アザンは生存者たち(ジェローム、ファルネーゼ、セルピコ、ニーナ、ルカ、イシドロ)を崩落現場から誘導するが、ガッツとキャスカがもう一緒にいないことに最初に気づいて警告を発したのはルカだった。イシドロは二人を救おうと引き返そうとし、ジェロームに取り押さえられる。窪んだ尾根に身を潜める一行に気づかず、騎兵や装甲象を伴う数千ものクシャーン軍勢がアルビオンへとなだれ込んでくる中、彼らの争いは止まる。生き残るためには二人を置いていくしかないと、イシドロ以外の全員が受け入れる。
雷鳴のような羽ばたきが彼らの首を巡らせる。ゾッドが翼を広げ、全裸のグリフィスを肩に乗せて飛び立ったのだった。誰もその男を識別できず、その重要性も理解できなかったが、巨獣を従えている人物がいることに感嘆するばかりだった。やがて蹄の音が大地を打ち、クシャーンの馬を奪ったガッツがキャスカを抱えてアルビオンから脱出を図る。セルピコは軍勢全体から生き残れるかを疑うが、ルカはキャスカのこととなればガッツは並の男を遥かに超えると断言する。
危険から距離が離れるにつれ、ジェロームは信仰を捨てた者の多くが塔の中で押し潰された信者たちより長生きしたという皮肉を口にし、彼自身の信仰も崩れ始める。ルカは解釈を異にし、生き残ったのは信仰の有無ではなく行動を起こした者たちだと主張する。彼女は野の花を摘んで茎を縛り、崖から投げ落として「卵型の使徒」への供物とし、人間ではなかった存在の苦痛を弔う。ガッツ、キャスカ、パックはすでに走り去り、イシドロもまた荷物をまとめて見知らぬ道へと一人旅立つ。
ファルネーゼは甲冑を脱ぎ捨て、聖都へ戻るのではなく「黒い剣士」に従うと宣言し、アザンに対して聖庁と父に騎士団を辞める旨を伝えるよう託す。

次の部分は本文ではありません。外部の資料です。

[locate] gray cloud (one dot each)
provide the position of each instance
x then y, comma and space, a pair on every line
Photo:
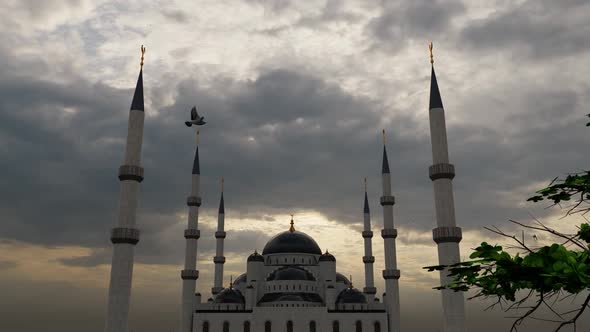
400, 22
535, 29
175, 15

幼少期から彼女が抱えていた闇がその夜に形を成し、ガッツだけがそれに立ち向かったからだった。セルピコも彼女とともに去る。一方、ニーナは川辺でヨアヒムと再会し、彼の臆病さの告白によってついに彼の中に自分自身を見出す。彼女はルカのもとにとどまるのではなく彼とともに行くことを選び、ルカはその別れを静かに受け入れる。
数千規模のクシャーン軍がアルビオンへ向かって進軍してきた際、アザンの一行はガッツとキャスカを助けに戻れば全員の命が危険にさらされると悟り、イシドロ以外の全員が二人を置いていかなければならないことを受け入れます。
ガッツはクシャーンの騎乗獣を奪い、キャスカを前に抱えてアルビオンを突破・脱出する。一方、ゾッドは別にグリフィスを背に乗せて飛び去る。
ファルネーゼは甲冑を脱ぎ捨て、騎士団を辞めることを法王庁と実父に伝えるようアザンに告げる。彼女がガッツに付いて行くことを選んだのは、自分が幼少期から抱えていた闇に立ち向かってくれたのが彼ひとりだったからである。
ニーナは川辺でヨアヒムと再会し、自分の臆病さを告白する彼の中に自分自身の姿を重ね合わせたため、彼と共に去ることを選択した。ルカはその別れを静かに見送った。
崩壊の惨状を見下ろしながら、髑髏の騎士は未来に思いを巡らせ、グリフィスの現世への帰還が世界理そのものを変貌させると結論づける。